Lewental also witnessed the revolt of his fellow Sonderkommando [special squads] in Birkenau, and recorded details of the revolt, which he then hid in a jar and
buried in the soil near one of the crematoria. Lewental's jar was discovered in 1962. Once again, as with so many who had set down some record, it survived
while they did not.
At least four members of the Sonderkommando at Birkenau managed to write down notes and hide them. One of them, Salmen Gradowski, dedicated his notes to
the six members of his family, including his mother Sara and his wife Sonia, who were, he wrote, "burned alive at Birkenau." In a covering letter discovered after
the war together with his notes, he wrote: "Dear finder, search everywhere, in every inch of soil. Tens of documents are buried under it, mine and those of other
persons, which will throw light on everything that happened here."
Many of the records which tell the story of those who were murdered are still only available in archives, or in languages other than English. Even in English, they
are not always readily or widely available. The English version of the Sonderkommando manuscripts, for example, exists only in a relatively limited edition
published by the State Museum at Oswiecim [Auschwitz] 17 years ago, and very hard indeed to find today.

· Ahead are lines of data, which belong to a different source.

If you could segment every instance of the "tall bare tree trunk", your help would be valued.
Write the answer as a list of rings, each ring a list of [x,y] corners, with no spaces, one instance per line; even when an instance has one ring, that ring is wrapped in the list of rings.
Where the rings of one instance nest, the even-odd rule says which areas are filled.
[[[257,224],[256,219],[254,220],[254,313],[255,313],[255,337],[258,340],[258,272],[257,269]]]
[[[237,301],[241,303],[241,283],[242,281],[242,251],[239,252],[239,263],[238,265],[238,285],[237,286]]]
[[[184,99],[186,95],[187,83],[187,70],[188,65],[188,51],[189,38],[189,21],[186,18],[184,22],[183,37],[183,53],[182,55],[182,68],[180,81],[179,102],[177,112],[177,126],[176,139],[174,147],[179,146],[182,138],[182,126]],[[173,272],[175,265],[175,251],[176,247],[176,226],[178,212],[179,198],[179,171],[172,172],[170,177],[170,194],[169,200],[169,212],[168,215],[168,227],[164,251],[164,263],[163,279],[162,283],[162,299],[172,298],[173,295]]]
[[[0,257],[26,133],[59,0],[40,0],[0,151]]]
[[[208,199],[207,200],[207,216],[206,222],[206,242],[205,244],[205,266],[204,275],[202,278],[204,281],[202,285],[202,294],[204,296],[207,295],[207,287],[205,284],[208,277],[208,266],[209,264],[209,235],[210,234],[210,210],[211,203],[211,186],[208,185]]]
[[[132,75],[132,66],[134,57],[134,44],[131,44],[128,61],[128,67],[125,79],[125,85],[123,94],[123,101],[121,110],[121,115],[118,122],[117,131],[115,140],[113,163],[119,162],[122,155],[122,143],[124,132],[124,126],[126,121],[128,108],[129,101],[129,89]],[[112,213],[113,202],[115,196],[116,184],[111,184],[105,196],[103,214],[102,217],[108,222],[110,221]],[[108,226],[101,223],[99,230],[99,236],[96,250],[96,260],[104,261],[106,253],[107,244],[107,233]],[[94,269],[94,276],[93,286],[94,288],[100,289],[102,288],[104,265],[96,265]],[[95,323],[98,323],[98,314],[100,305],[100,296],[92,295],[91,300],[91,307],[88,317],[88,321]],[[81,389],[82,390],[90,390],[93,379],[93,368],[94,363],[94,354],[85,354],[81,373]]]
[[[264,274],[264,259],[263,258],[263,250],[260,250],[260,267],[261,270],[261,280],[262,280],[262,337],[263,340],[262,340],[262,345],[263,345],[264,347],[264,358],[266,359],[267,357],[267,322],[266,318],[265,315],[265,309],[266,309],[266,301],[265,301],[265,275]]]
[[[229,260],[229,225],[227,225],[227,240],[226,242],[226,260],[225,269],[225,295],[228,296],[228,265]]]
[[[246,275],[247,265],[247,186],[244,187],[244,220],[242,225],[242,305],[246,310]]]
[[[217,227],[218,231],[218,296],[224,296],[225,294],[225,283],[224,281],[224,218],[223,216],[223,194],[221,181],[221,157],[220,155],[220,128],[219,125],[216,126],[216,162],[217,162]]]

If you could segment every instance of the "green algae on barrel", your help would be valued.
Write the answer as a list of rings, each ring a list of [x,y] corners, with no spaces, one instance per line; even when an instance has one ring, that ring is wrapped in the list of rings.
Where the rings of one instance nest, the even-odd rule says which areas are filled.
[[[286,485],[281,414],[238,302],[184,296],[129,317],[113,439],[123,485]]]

Such testimonies must be disseminated more widely, especially for students.
One continuing gap in published material is the crucially important eye-witness testimonies and documentation
presented at the Eichmann Trial in Jerusalem 30 years ago. These covered every region and every aspect of the Holocaust.
After 30 years, as part of the unfinished business of our past, the transcripts, together with 1,000 documents, have been prepared for publication in English, in 12
volumes. This formidable task was undertaken by Dr. Daniel Frankel of the Israeli State Archives, under the guidance of former archivist Dr. Abraham Alsberg,
and with the textual scrutiny of Justice Moshe Landau.
All that is missing to ensure publication are the funds. Without the money, no timetable can be set.
Here in Jerusalem, the unfinished business of the Holocaust includes trying to record the names of all who perished. By the end of 1988, Yad Vashem had two
million names in its Hall of Names. Last year it acquired a further 150,000. It is still four million names short.
What do names matter?
A whole world of pain was created from fading - and in places almost illegible - names, dates of birth, place of birth and day of deportation, by Serge Klarsfeld, in
his Memorial to the Jews Deported from France, 1942-1944, which was published in England in 1983. I was so moved by this book that, basing myself on its
diligently reconstructed lists, I was able to draw more than a dozen maps in my Atlas of the Holocaust.
Anyone who doubts that a list of names can make one cry should acquire Klarsfeld's book.